Mut.
Pharm. Co. v. Bartlett, 2013 U.S. LEXIS 4702 (U.S. June 24, 2013) reiterates
that the Supremacy Clause dictates that state laws that conflict with federal
law are “without effect.” Even in the absence of an express pre-emption
provision, state laws may be impliedly pre-empted where it is “impossible for a
private party to comply with both state and federal requirements.” In
the instant case, it was impossible for Mutual to comply with both its
state-law duty to strengthen the warnings on the drug’s label and its
federal-law duty not to alter the drug’s label. Accordingly, the state law was
pre-empted.
Guarino
v. Wyeth, LLC, 2013 U.S. App. LEXIS 12966 (11th Cir. Fla. June 25, 2013) also
involved a generic drug. The court affirmed
the dismissal of claims against the brand-name manufacturers of a prescription
drug, and summary judgment in favor of the
manufacturer of its generic equivalent because the claims were preempted by
federal law and that even if they were not preempted they would fail on the
merits.

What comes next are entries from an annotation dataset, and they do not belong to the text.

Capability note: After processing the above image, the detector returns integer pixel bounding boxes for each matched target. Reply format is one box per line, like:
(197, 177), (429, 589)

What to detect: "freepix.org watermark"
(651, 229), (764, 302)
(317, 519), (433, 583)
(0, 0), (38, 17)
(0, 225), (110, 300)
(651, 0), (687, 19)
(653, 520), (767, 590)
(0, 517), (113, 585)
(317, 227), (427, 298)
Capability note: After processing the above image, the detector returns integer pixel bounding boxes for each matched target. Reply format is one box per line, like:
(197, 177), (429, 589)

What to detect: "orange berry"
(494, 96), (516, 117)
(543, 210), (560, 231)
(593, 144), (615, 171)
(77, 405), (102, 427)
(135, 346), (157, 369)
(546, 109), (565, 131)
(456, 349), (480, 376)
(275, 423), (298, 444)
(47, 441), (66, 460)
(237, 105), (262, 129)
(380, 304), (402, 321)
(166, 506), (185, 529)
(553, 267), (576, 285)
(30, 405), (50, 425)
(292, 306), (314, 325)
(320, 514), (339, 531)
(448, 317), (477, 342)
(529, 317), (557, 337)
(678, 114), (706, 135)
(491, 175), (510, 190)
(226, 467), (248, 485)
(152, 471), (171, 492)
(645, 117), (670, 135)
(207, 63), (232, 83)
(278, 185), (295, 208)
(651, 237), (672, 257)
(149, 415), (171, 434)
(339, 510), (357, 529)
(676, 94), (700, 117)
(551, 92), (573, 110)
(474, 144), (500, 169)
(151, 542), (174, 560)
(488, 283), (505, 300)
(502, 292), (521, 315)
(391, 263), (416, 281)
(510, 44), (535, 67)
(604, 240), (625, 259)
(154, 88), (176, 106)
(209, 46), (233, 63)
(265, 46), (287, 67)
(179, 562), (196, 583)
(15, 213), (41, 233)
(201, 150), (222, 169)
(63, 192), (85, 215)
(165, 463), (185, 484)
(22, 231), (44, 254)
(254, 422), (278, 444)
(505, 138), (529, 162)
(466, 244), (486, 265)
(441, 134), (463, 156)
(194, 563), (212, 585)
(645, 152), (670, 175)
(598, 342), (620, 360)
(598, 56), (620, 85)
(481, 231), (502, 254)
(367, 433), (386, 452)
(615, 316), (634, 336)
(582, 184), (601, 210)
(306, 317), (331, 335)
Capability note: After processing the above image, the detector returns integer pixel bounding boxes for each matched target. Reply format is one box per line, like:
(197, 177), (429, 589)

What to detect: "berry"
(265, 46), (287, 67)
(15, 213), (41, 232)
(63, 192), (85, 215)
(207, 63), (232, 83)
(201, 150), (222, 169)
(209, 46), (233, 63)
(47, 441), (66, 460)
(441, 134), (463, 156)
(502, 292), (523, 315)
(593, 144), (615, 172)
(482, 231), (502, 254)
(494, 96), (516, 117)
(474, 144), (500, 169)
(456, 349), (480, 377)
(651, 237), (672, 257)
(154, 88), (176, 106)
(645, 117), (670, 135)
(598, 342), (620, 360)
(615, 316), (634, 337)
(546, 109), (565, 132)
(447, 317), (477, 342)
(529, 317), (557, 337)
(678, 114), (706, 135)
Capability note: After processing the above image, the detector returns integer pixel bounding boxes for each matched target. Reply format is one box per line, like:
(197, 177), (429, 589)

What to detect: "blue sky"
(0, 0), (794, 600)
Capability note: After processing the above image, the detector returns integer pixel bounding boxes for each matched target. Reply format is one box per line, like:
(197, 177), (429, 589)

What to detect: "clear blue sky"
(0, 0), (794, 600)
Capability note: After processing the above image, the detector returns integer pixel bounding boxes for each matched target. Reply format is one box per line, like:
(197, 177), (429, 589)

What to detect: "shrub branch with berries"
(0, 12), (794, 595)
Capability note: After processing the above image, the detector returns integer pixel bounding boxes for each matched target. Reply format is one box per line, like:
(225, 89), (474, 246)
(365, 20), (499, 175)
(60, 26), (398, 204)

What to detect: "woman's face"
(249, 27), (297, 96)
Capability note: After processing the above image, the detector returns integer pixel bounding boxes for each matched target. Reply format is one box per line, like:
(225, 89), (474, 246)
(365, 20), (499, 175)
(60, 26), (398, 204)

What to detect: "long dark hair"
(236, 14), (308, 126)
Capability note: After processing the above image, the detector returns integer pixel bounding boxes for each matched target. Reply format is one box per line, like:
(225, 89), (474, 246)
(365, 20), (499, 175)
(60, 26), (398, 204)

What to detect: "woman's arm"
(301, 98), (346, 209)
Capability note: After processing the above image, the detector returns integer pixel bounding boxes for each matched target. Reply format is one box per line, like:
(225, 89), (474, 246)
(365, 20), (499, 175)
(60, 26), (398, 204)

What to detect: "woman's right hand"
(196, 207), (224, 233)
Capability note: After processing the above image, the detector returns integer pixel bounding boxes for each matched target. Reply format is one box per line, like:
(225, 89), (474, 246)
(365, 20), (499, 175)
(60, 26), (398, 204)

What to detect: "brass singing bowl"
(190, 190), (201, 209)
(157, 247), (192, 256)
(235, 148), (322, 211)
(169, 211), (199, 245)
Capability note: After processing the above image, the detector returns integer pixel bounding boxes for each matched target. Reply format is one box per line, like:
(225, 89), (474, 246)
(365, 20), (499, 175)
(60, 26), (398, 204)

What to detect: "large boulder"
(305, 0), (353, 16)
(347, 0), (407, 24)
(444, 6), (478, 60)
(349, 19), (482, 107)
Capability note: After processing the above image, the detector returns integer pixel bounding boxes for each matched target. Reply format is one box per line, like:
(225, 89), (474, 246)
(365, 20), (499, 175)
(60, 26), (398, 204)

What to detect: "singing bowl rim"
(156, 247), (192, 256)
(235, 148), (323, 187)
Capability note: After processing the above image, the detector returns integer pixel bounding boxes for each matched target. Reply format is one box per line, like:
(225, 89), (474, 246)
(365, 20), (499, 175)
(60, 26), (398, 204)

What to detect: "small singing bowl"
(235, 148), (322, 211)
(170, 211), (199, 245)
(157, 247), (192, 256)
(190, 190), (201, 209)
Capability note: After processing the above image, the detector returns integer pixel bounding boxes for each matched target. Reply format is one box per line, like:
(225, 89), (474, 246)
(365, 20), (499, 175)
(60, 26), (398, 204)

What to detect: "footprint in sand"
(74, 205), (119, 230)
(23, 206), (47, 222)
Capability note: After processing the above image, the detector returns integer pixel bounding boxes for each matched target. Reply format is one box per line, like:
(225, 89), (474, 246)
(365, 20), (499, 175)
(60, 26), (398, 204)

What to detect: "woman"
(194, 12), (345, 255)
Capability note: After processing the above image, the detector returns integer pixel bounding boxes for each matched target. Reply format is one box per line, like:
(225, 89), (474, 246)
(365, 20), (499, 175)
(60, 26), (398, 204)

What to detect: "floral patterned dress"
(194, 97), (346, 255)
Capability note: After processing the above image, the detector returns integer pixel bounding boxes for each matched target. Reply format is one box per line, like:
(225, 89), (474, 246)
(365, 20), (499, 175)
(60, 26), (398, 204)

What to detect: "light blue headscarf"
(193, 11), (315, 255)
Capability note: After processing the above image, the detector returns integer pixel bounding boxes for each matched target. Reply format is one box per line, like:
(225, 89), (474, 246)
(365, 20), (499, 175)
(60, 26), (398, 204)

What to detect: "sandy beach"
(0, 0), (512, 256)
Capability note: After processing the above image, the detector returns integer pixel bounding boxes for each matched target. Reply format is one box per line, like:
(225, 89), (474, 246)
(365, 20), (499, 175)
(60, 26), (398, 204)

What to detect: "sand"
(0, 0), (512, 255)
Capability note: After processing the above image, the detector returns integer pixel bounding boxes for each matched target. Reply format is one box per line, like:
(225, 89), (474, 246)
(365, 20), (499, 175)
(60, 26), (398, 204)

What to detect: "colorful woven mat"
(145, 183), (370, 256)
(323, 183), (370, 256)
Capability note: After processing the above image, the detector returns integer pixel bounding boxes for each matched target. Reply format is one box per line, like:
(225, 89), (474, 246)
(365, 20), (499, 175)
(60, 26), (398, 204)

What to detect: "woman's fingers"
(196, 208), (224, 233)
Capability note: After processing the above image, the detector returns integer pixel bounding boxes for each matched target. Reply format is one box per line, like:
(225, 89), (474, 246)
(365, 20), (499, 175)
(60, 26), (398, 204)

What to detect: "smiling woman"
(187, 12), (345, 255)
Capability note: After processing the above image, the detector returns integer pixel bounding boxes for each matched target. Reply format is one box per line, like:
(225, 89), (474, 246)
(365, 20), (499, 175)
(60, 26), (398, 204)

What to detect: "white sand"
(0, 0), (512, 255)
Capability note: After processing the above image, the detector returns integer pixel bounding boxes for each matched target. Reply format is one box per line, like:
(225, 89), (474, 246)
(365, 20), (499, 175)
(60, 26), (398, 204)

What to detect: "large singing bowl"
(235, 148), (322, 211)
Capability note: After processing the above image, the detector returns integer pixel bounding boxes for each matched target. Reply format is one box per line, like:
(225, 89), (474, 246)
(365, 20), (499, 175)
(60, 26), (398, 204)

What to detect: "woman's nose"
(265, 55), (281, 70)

They also concluded that Florida law recognizes no cause of action
against the brand manufacturer of a drug when a plaintiff admits to having
only taken the generic form of that drug. Applying PLIVA,
Inc. v. Mensing, U.S. ,
131 S. Ct. 2567, 2578, 180 L. Ed. 2d 580 (2011), the court concluded that the
claims were preempted by federal law because generic manufacturers operate
under a “duty of sameness,” which requires that their labels be at all times
identical to the brand-name label of the same drug. Because the claims were
premised upon an allegedly inadequate warning, they were all preempted by
federal law.
CERTIORARI
Rodriguez v. Miami-Dade County, 2013 Fla. LEXIS
1314 (Fla. June 27, 2013) revisits the proper use of the writ of certiorari
when a governmental entity raises sovereign immunity as a basis for a motion
for summary judgment, which the trial court denied. The plaintiff, a business owner, filed suit
against Miami-Dade County, alleging that he was negligently shot by a police
officer responding to a burglary alarm at his place of business. The Third District concluded that review by
certiorari was appropriate and that the County was entitled to sovereign
immunity as a matter of law. The Florida
Supreme Court reversed stating that Miami-Dade County’s claim that it was
entitled to sovereign immunity was not reviewable by a petition for writ of
certiorari because there was no irreparable harm and because there were essential
facts in dispute. It further held that the Third District erred in concluding
that a “police emergency exception” conferred planning-level sovereign immunity
on the County in this case.
CONDITIONS PRECEDENT
Nunez
v. Geico Gen. Ins. Co., 2013 Fla. LEXIS 1315 (Fla. June 27, 2013) answered
in the negative a question certified from the Eleventh Circuit: whether, under
FLA. STAT. § 627.736, an insurer can require an insured to attend an examination
under oath as a condition precedent to recovery of personal injury protection
benefits, citing Custer Medical
Center v. United Automobile Insurance Co., 62 So. 3d 1086, 1091 (Fla. 2010). A recent amendment to the statute provides
otherwise, but did not take effect until January 1, 2013, and did
not inform or control the disposition of the present case.